Совсем недавно мать даже представить себе не могла, что после стольких лет разлуки увидит своего ненаглядного сыночка, своего малыша.

(Добавим в скобках, что, когда сын еще подрастет, то станет Василием Аксеновым, известнейшим в России писателем и человеком. Но и без этих скобок, свидание с сыном — великое счастье!)

Итак, сын приехал… И что же?

Евгения Семеновна бросилась ему на шею? Заплакала от радости? Онемела от переполнявших ее чувств? Упала в обморок?

Ничего подобного. В первую же минуту огорошила сына гневной тирадой:

«И что это за дурацкий пиджак ты напялил! И этот галстук в придачу! Ужас! Надо же так разодеться… Попугай!..»

Уверена, Евгения Семеновна никогда в жизни не позволила бы себе в таком тоне говорить с чужим молодым человеком, одетым, по ее мнению, вызывающе… Может быть, усмехнулась бы. Может, спросила бы с иронией: «Неужели, это сейчас мода такая пошла?»

Своей головы другому не приставишь — однако сыну как раз хочется приставить свою голову. Сына хочется видеть таким, каким ты, мама, представляешь себе идеального человека — без недостатков, образцового, самого-пресамого, ангела во плоти.

Я не была такой умной женщиной, как Евгения Гинзбург. Но все же, льщу себе надеждой, не была и круглой дурой. Однако, когда дело касалось сына, вела себя точно так же глупо — наверняка еще глупее, чем Евгения Семеновна.

Робинзон Крузо

Люди разных стран и народов различаются, по-моему, тем, какие сказки им рассказывали в раннем детстве.

Русские ребятишки слушали об Иванушке-дурачке, который лежал на печи чуть ли не полжизни, но оказался самым успешным и сильным. Англичане, видимо, были воспитаны на «Алиса в Стране чудес». Немцы выросли на сказках о Гансе и Греттель — братике и сестрице, на их приключениях во враждебном (подчеркиваю, враждебном) окружающем мире. Американские дети, надеюсь, — на добрейших историях дядюшки Римуса о хитрющем Братце Кролике и простодушной сестрице Черепахе.

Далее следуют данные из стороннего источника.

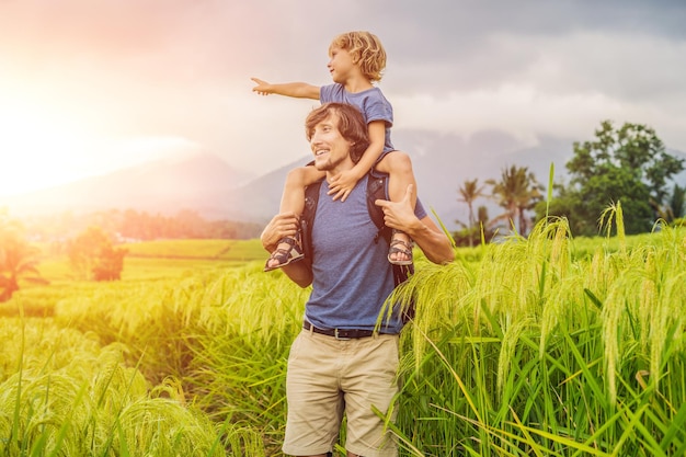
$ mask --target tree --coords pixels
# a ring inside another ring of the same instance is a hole
[[[467,207],[469,208],[469,222],[467,225],[467,230],[470,235],[475,228],[473,203],[477,198],[485,196],[485,194],[483,193],[484,186],[479,186],[478,181],[478,179],[472,181],[465,181],[465,184],[462,184],[462,186],[457,191],[460,194],[460,198],[458,198],[457,201],[466,203]],[[459,220],[457,220],[456,222],[461,224]],[[472,238],[473,237],[471,236],[469,237],[469,247],[473,245]]]
[[[92,281],[116,281],[122,277],[126,249],[114,248],[100,228],[91,226],[67,247],[69,263],[78,277]]]
[[[593,236],[603,210],[621,202],[626,232],[650,231],[665,206],[668,181],[684,169],[684,160],[668,155],[644,125],[625,123],[616,129],[604,121],[595,136],[573,144],[574,156],[565,165],[570,182],[556,186],[559,195],[550,215],[565,216],[574,235]],[[536,209],[539,218],[545,216],[542,205]]]
[[[0,301],[12,298],[21,282],[47,283],[36,267],[38,254],[24,237],[21,224],[0,214]]]
[[[666,222],[674,222],[677,219],[683,219],[686,213],[686,188],[674,184],[672,194],[667,197],[664,205],[660,205],[654,201],[651,202],[658,210],[658,216]]]
[[[525,236],[530,228],[530,220],[526,212],[534,209],[542,201],[544,187],[536,181],[534,173],[527,167],[512,165],[502,171],[500,181],[488,180],[492,186],[492,197],[505,208],[505,213],[495,217],[492,224],[507,220],[516,224],[518,233]]]

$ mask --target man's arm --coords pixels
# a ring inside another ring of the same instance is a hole
[[[426,259],[445,264],[455,260],[455,251],[448,237],[425,216],[419,219],[412,209],[414,186],[408,185],[405,196],[400,202],[377,199],[377,206],[384,208],[384,221],[390,228],[402,230],[420,247]]]
[[[298,218],[295,214],[278,214],[274,216],[264,230],[262,230],[262,235],[260,236],[262,247],[271,254],[276,250],[278,240],[284,237],[295,237],[297,230]],[[306,260],[282,266],[282,270],[290,281],[300,287],[307,287],[312,284],[312,270],[308,267]]]
[[[253,92],[260,95],[268,95],[275,93],[277,95],[294,96],[296,99],[319,100],[319,87],[308,84],[307,82],[286,82],[283,84],[270,84],[259,78],[250,78],[255,84]]]

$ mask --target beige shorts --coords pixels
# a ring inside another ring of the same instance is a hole
[[[398,335],[340,341],[300,332],[288,357],[284,453],[309,456],[332,452],[345,413],[347,452],[365,457],[398,456],[395,436],[371,409],[388,411],[398,393],[397,370]]]

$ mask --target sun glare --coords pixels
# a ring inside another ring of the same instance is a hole
[[[95,138],[67,113],[3,96],[0,105],[0,194],[68,182],[83,174]]]

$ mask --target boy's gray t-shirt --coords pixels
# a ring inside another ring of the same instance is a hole
[[[357,182],[345,202],[332,201],[324,180],[312,224],[312,293],[305,319],[320,329],[374,330],[384,301],[393,290],[388,243],[367,209],[368,176]],[[415,214],[426,216],[418,202]],[[398,313],[380,331],[399,333]]]
[[[393,126],[393,107],[379,88],[353,93],[346,91],[343,84],[322,85],[319,89],[319,101],[321,103],[338,102],[351,104],[361,111],[365,118],[365,124],[369,124],[373,121],[384,121],[386,123],[384,152],[396,150],[390,139],[390,128]]]

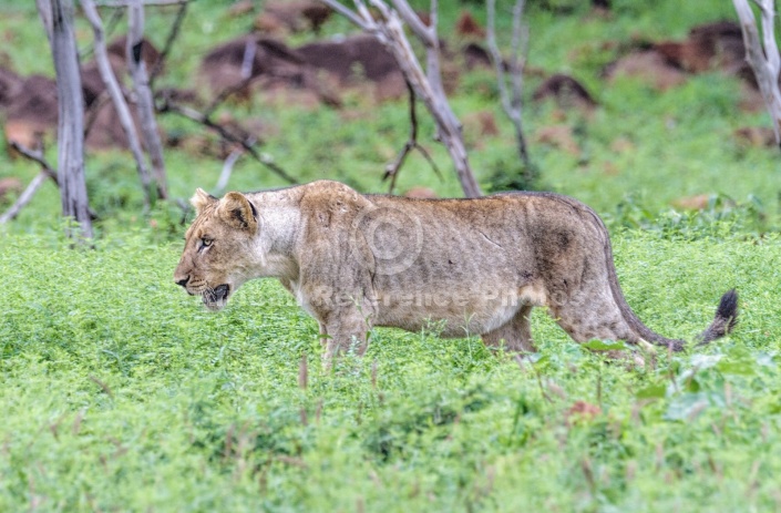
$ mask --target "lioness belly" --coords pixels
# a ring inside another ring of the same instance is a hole
[[[415,288],[403,294],[377,295],[376,326],[408,331],[429,329],[441,337],[467,337],[508,322],[526,305],[543,305],[535,286],[476,286],[474,289]]]

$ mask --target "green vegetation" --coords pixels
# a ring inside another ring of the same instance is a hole
[[[319,365],[317,326],[271,280],[206,312],[145,234],[0,253],[0,510],[770,511],[781,471],[781,244],[616,240],[629,302],[692,337],[718,296],[740,329],[615,362],[544,314],[521,367],[476,338],[377,329]],[[299,387],[306,356],[308,380]]]
[[[462,7],[482,20],[479,3],[443,7],[442,33]],[[599,75],[616,57],[605,43],[682,38],[695,24],[734,19],[731,3],[614,0],[609,19],[586,2],[548,3],[566,13],[532,6],[530,65],[573,74],[599,106],[586,116],[528,104],[538,186],[605,217],[624,291],[650,328],[691,339],[736,287],[741,322],[731,337],[674,356],[624,348],[627,359],[615,361],[603,342],[583,348],[536,311],[538,352],[522,365],[474,337],[440,339],[435,327],[377,329],[363,359],[348,355],[325,373],[315,321],[275,281],[245,285],[219,314],[175,287],[182,211],[161,202],[143,214],[130,156],[89,155],[101,217],[94,248],[62,238],[51,184],[2,228],[0,511],[781,509],[781,166],[777,150],[732,135],[767,126],[767,116],[741,111],[739,83],[717,73],[665,93]],[[195,85],[201,55],[248,29],[249,20],[224,14],[226,4],[192,4],[163,84]],[[3,4],[0,14],[13,68],[50,74],[34,7]],[[148,10],[158,45],[172,16]],[[349,25],[332,20],[326,30]],[[80,37],[86,45],[89,30]],[[531,96],[539,79],[527,80]],[[492,75],[462,76],[452,102],[462,119],[487,111],[499,121],[499,136],[466,123],[481,183],[517,168]],[[379,177],[408,134],[403,101],[373,105],[357,94],[341,110],[258,98],[225,112],[268,126],[263,151],[301,181],[366,192],[384,191]],[[420,117],[444,179],[412,155],[399,188],[459,195]],[[183,120],[161,122],[201,133]],[[535,141],[562,123],[575,127],[580,154]],[[0,177],[37,173],[4,150]],[[48,156],[56,161],[54,147]],[[209,188],[222,167],[181,150],[166,164],[175,197]],[[277,185],[249,160],[230,182]],[[697,194],[711,195],[701,213],[670,206]]]

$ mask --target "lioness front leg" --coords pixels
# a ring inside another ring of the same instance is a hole
[[[528,317],[532,314],[532,306],[525,305],[504,325],[482,335],[483,343],[491,348],[504,346],[507,351],[536,351],[532,341],[532,328]],[[504,343],[502,343],[504,342]]]
[[[368,321],[358,314],[331,317],[332,320],[325,325],[326,352],[322,355],[322,365],[326,370],[330,370],[333,358],[339,352],[354,349],[358,356],[363,356],[369,345],[368,332],[371,328]]]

Но вот после раннего детства наступает переходное время перед отрочеством, и оно было, по-моему, отдано, наверное, во всех странах великой книге Даниэля Дефо «Робинзон Крузо» — рассказу о его, как говорили в СССР, «трудовых подвигах».

Совершенно непонятно для меня, чем объяснялся такой непреодолимый интерес, казалось бы, к обыденной жизни героя книги, — ведь никаких приключений у Робинзона не было, соответственно, не было в книге и занимательной интриги, и даже особенно занимательных эпизодов.

Сперва неудачливый путешественник в полном одиночестве оказывается на необитаемом острове. Потом собирает на берегу остатки имущества с затонувшего корабля. Длиннейший перечень этих предметов даже в детском, адаптированном, издании занимает много страниц. За этим следует рассказ о том, как Робинзон учится использовать различные найденные вещи, дабы обеспечить себе кров и пищу, а также безопасность, защитить себя от многочисленных соседей — хищных и пернатых животных. Впрочем, врагом Крузо была и сама природа: жаркий климат, проливные дожди — необитаемый остров оказался в тропиках.